Annual reports for both the trust and fund show a 3.8% and 3.2% holding respectively at the end of June.
Both managers' funds sit towards the bottom of the Investment Association's UK All Companies sector over three years. Jupiter UK Growth is down 7.8% over the period while RWC UK Focus is up just 9.4%.
Andrew Hunt, manager of the best-performing fund in the sector over three years, Standard Life Investments UK Equity Recovery, up 59.2%, meanwhile held 2.8% of his portfolio in Thomas Cook at the end of August.
Citywire A-rated Andy Brough, manager of the Schroder UK Mid 250 fund and Schroder UK Mid Cap (SCP) investment trust, meanwhile held 2.3% and 1.2% of his respective portfolios in the stock at the end of July.
Michael Hewson, chief market analyst at CMC Markets UK, said 2019 had been an 'awful year' for Thomas Cook.

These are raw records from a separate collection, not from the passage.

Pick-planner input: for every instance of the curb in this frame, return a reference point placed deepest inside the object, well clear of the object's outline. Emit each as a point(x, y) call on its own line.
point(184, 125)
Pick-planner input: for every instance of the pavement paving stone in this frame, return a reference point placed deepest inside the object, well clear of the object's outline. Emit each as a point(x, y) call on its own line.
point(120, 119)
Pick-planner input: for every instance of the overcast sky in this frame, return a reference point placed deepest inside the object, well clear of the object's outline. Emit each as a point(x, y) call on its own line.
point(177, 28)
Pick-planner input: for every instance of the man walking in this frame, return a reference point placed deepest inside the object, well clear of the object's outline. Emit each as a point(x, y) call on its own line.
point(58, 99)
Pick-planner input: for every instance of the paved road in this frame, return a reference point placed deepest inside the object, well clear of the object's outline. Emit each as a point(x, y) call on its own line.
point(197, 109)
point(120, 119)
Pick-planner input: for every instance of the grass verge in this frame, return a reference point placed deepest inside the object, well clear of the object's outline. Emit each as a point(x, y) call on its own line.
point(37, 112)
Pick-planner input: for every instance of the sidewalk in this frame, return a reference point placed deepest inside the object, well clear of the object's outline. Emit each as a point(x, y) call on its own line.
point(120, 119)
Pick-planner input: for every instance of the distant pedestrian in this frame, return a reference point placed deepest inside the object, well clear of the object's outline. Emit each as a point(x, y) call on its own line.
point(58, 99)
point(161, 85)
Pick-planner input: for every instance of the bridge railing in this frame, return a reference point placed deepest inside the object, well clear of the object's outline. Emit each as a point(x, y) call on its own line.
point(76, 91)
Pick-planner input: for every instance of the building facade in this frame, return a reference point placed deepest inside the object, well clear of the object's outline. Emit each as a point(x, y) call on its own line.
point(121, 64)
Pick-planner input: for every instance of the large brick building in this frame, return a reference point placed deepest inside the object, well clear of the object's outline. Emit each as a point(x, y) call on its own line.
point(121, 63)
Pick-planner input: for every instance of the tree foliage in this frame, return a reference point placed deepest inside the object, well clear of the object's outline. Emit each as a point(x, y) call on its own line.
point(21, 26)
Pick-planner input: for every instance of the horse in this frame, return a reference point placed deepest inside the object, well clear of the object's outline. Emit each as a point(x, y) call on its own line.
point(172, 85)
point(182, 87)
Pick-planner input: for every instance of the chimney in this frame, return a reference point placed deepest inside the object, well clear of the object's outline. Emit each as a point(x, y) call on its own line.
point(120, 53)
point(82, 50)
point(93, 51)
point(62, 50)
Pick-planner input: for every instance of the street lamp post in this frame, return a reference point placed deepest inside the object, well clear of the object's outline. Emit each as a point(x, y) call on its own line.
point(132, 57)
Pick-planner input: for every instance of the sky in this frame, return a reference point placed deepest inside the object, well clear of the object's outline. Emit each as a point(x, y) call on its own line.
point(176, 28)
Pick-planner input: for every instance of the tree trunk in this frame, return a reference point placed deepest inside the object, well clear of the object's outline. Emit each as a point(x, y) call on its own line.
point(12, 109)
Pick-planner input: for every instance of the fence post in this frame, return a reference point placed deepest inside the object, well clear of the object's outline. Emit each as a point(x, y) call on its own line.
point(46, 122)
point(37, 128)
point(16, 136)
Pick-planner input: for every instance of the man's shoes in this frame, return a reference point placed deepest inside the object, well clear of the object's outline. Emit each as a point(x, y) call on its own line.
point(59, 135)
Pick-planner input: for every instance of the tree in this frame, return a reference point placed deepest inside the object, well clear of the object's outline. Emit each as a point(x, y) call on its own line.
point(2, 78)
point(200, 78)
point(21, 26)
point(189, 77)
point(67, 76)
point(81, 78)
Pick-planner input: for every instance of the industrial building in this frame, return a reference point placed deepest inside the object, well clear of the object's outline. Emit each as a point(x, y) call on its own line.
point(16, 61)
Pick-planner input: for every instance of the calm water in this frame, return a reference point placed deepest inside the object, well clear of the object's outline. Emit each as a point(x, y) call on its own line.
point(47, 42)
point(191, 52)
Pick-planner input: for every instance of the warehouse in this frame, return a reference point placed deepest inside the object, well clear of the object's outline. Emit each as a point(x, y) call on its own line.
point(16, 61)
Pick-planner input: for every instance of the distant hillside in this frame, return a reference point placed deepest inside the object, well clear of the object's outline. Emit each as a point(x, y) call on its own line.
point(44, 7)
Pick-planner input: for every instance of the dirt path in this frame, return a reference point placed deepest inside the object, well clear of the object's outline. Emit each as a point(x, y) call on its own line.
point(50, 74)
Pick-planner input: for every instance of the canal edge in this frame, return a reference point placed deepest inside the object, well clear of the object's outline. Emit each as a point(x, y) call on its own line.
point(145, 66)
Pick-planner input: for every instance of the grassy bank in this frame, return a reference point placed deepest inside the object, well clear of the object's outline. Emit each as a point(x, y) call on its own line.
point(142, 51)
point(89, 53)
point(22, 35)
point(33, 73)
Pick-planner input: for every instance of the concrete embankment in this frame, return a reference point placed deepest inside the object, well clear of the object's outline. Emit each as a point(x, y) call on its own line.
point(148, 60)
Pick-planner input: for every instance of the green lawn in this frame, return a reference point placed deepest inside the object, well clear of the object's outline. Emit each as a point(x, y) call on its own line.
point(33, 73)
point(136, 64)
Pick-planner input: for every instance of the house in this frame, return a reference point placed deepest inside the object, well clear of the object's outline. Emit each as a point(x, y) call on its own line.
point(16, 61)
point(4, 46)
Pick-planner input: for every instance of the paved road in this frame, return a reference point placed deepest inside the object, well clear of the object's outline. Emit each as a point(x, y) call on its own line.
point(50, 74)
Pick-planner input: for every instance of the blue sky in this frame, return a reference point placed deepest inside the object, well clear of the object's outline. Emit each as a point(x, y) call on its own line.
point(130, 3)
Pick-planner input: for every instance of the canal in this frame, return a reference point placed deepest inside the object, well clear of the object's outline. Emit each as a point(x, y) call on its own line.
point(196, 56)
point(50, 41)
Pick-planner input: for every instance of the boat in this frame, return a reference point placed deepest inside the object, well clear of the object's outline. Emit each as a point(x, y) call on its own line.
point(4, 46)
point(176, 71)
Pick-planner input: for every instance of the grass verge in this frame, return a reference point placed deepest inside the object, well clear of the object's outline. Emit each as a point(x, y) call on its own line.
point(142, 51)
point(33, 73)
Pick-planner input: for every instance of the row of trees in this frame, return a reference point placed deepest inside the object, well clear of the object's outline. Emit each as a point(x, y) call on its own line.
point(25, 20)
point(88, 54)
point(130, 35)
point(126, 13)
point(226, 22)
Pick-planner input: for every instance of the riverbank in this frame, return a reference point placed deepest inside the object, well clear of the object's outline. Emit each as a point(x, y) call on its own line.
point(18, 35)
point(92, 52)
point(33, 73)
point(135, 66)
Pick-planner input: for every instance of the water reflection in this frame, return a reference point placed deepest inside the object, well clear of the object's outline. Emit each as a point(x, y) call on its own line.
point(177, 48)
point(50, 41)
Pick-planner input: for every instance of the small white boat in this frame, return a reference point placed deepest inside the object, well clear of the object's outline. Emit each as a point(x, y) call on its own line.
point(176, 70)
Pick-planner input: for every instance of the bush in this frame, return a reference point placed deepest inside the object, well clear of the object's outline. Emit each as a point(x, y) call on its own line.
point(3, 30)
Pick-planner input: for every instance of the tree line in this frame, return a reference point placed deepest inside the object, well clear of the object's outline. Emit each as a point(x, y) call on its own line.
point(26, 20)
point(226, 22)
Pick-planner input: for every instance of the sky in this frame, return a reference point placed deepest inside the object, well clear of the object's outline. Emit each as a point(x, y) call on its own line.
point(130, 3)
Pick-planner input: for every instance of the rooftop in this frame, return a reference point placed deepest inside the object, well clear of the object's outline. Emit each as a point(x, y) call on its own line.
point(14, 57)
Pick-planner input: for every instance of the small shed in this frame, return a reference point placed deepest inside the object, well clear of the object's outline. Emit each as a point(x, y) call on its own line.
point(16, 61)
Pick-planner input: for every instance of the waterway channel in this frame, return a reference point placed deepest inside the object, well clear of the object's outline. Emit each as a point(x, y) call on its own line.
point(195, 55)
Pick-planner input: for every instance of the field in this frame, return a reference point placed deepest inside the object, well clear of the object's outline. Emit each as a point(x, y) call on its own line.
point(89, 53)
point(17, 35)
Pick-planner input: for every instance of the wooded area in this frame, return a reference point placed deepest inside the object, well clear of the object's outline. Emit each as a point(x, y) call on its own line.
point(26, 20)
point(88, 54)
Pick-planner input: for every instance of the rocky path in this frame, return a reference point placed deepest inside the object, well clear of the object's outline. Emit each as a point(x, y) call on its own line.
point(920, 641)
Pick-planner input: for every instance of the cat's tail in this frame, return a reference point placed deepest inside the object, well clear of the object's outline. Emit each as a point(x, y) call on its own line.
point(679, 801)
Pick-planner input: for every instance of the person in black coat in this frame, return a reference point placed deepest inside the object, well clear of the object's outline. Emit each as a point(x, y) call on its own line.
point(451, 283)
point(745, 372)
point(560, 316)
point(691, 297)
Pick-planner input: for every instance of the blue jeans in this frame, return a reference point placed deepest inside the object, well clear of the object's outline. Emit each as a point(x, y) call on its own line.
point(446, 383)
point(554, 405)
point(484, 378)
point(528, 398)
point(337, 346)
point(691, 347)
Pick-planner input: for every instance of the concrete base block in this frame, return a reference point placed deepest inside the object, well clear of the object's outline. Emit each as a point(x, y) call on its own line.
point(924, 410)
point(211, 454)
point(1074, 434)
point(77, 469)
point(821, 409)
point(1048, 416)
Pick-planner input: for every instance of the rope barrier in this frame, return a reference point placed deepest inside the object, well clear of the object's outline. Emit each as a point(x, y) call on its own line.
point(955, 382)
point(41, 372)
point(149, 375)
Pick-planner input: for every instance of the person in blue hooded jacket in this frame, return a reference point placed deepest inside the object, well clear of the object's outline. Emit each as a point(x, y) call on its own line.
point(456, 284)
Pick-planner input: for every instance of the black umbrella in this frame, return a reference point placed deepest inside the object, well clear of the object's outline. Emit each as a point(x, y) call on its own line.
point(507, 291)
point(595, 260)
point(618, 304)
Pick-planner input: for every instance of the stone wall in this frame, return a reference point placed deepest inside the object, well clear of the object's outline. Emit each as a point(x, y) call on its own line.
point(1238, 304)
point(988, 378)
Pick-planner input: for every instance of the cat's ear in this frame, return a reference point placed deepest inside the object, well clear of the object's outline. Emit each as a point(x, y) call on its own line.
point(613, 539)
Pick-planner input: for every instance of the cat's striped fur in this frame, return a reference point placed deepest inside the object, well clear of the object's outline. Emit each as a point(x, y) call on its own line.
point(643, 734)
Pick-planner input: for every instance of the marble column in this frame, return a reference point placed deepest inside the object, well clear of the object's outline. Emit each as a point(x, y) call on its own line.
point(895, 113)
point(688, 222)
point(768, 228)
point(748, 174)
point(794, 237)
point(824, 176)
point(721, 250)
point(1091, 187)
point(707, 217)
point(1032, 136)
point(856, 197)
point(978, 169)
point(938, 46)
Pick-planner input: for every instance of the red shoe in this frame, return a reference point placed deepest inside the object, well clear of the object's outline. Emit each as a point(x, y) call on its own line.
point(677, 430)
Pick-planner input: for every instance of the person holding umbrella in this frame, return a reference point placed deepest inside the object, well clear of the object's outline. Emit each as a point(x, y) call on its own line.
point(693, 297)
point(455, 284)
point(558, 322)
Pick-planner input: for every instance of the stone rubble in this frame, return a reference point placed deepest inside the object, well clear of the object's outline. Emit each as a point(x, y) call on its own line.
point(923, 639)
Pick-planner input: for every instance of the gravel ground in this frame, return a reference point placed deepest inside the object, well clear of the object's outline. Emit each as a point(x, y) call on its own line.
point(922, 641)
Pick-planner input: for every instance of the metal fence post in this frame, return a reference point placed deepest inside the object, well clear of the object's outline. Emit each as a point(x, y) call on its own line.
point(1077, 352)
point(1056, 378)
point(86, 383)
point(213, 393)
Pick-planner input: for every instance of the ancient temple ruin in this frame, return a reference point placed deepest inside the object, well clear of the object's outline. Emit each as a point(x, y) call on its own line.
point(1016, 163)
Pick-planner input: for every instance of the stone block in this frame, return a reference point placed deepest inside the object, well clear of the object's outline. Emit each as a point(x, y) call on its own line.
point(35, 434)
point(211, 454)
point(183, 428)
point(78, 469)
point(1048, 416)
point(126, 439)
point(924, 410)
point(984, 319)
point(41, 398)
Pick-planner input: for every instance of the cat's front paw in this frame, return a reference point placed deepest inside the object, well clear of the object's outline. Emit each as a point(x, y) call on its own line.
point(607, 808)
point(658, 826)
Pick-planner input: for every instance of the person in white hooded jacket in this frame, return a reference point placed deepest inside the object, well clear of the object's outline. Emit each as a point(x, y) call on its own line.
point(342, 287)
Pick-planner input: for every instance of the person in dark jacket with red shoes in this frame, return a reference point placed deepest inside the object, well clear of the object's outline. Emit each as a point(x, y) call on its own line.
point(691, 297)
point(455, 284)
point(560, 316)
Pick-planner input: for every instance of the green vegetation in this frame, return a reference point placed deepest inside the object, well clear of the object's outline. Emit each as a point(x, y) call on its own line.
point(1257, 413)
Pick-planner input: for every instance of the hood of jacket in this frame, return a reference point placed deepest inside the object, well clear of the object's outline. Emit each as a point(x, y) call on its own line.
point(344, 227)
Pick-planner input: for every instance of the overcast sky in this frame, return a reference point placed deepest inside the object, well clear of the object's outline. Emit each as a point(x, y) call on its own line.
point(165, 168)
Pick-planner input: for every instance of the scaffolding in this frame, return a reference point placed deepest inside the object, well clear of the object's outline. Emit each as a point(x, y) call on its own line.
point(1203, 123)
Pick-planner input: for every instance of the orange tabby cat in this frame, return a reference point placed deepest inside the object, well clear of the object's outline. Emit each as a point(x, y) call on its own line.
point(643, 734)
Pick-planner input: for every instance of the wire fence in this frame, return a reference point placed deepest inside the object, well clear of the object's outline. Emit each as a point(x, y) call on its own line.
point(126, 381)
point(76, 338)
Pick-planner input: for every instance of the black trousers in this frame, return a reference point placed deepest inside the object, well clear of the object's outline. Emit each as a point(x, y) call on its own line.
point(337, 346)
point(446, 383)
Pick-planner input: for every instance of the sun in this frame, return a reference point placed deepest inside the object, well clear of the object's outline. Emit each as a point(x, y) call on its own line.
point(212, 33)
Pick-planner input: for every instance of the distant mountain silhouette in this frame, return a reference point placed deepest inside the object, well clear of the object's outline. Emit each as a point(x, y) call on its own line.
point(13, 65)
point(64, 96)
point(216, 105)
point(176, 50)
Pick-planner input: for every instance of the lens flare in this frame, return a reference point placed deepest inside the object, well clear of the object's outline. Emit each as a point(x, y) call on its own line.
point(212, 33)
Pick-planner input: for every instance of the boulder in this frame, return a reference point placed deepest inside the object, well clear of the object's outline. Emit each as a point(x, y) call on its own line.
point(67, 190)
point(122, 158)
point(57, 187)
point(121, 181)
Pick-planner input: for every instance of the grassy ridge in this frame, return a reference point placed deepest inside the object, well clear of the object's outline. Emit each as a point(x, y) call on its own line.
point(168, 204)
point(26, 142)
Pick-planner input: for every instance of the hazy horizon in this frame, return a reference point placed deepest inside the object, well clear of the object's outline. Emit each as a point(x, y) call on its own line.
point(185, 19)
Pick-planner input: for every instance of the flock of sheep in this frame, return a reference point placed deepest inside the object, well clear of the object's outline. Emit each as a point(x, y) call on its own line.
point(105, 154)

'Before this morning’s announcement, the share price had already fallen 60% year to date,' he said.
'The decision to cut the dividend can’t have been taken lightly however the lack of dividend is likely to be the least of shareholders problems given how badly the shares have performed this year.'
Russ Mould, investment director at AJ Bell, said the biggest concern was Thomas Cook's debt pile, which had ballooned to £389 million, versus the £267 million investors had estimated.
'Analysts had forecast for the business to move into a net cash position in 2020 and that now seems unlikely unless there is a radical improvement in trading,' he said.